The undersigned officer of Acme United Corporation (the “Company”) hereby certifies to my knowledge that the Company’s quarterly report on Form 10-Q for the quarterly period ended June 30, 2024 (the “Report”), as filed with the Securities and Exchange Commission on the date hereof, fully complies with the requirements of section 13(a) or 15(d), as applicable, of the Securities Exchange Act of 1934, as amended, and that the information contained in the Report fairly presents, in all material respects, the financial condition and results of operations of the Company.

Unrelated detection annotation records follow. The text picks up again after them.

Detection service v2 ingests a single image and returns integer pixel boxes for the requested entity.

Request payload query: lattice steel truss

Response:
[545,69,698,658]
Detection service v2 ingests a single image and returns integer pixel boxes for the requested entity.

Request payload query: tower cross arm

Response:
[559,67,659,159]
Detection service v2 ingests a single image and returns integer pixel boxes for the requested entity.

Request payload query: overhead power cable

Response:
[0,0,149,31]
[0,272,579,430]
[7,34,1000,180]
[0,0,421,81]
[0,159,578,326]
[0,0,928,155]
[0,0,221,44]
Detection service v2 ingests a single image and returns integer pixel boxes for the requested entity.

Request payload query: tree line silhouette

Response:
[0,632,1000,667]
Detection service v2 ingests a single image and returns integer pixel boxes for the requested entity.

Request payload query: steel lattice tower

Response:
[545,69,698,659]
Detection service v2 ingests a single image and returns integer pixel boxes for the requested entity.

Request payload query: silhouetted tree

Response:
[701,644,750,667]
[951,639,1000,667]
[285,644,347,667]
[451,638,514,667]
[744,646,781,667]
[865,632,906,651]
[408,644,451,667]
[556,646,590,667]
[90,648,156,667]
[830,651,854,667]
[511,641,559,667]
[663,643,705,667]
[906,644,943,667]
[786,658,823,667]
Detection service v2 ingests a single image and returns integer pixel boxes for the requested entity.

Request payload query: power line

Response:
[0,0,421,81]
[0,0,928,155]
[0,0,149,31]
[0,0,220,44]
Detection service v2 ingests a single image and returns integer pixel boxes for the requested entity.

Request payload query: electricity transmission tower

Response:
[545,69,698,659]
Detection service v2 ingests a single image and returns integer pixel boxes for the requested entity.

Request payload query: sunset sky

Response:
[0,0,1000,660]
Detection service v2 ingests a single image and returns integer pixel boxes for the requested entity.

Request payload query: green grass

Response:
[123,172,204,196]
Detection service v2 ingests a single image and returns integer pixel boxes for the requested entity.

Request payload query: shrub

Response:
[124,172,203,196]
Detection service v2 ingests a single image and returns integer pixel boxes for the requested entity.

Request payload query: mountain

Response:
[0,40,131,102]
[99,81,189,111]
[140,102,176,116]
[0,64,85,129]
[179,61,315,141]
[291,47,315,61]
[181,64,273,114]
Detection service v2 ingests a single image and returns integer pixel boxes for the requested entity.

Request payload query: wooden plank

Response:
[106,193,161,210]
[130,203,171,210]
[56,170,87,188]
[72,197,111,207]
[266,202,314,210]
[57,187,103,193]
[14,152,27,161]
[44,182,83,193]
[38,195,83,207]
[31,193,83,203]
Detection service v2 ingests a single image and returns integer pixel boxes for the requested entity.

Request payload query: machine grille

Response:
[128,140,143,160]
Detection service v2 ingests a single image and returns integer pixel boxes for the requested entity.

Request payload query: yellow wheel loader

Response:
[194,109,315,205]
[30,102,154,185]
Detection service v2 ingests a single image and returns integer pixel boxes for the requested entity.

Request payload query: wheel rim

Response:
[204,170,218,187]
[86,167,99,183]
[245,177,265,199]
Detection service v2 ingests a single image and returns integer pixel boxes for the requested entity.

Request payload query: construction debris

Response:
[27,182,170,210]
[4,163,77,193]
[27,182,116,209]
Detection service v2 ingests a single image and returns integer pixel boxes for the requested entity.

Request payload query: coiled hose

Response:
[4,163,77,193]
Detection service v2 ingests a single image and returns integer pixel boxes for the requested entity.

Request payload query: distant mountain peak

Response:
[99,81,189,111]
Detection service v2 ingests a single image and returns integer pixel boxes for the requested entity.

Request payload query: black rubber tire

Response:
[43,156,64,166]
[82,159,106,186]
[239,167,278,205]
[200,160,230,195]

This certification is provided solely pursuant to 18 U.S.C. Section 1350, as adopted pursuant to Section 906 of the Sarbanes-Oxley Act of 2002, and shall not be deemed to be a part of the Report or “filed” for any purpose whatsoever.

 

By

/s/ Walter C. Johnsen

 

 

Walter C. Johnsen

 

 

Chairman of the Board and

 

 

Chief Executive Officer

 

 

Dated: August 8, 2024

A signed original of this written statement required by Section 906, or other document authenticating, acknowledging, or otherwise adopting the signature that appears in typed form within the electronic version of this written statement required by Section 906, has been provided to Acme United Corporation and will be retained by Acme United Corporation and furnished to the Securities and Exchange Commission or its staff upon request.


EX-32.2

Exhibit 32.2

CERTIFICATION PURSUANT TO

18 U.S.C. SECTION 1350,

AS ADOPTED PURSUANT TO

SECTION 906 OF THE SARBANES-OXLEY ACT OF 2002

The undersigned officer of Acme United Corporation (the “Company”) hereby certifies to my knowledge that the Company’s quarterly report on Form 10-Q for the quarterly period ended June 30, 2024 (the “Report”), as filed with the Securities and Exchange Commission on the date hereof, fully complies with the requirements of section 13(a) or 15(d), as applicable, of the Securities Exchange Act of 1934, as amended, and that the information contained in the Report fairly presents, in all material respects, the financial condition and results of operations of the Company. This certification is provided solely pursuant to 18 U.S.C. Section 1350, as adopted pursuant to Section 906 of the Sarbanes-Oxley Act of 2002, and shall not be deemed to be a part of the Report or “filed” for any purpose whatsoever.

 

By

/s/ Paul G. Driscoll

 

 

Paul G. Driscoll

 

 

Vice President and

 

 

Chief Financial Officer

 

 

Dated: August 8, 2024

A signed original of this written statement required by Section 906, or other document authenticating, acknowledging, or otherwise adopting the signature that appears in typed form within the electronic version of this written statement required by Section 906, has been provided to Acme United Corporation and will be retained by Acme United Corporation and furnished to the Securities and Exchange Commission or its staff upon request.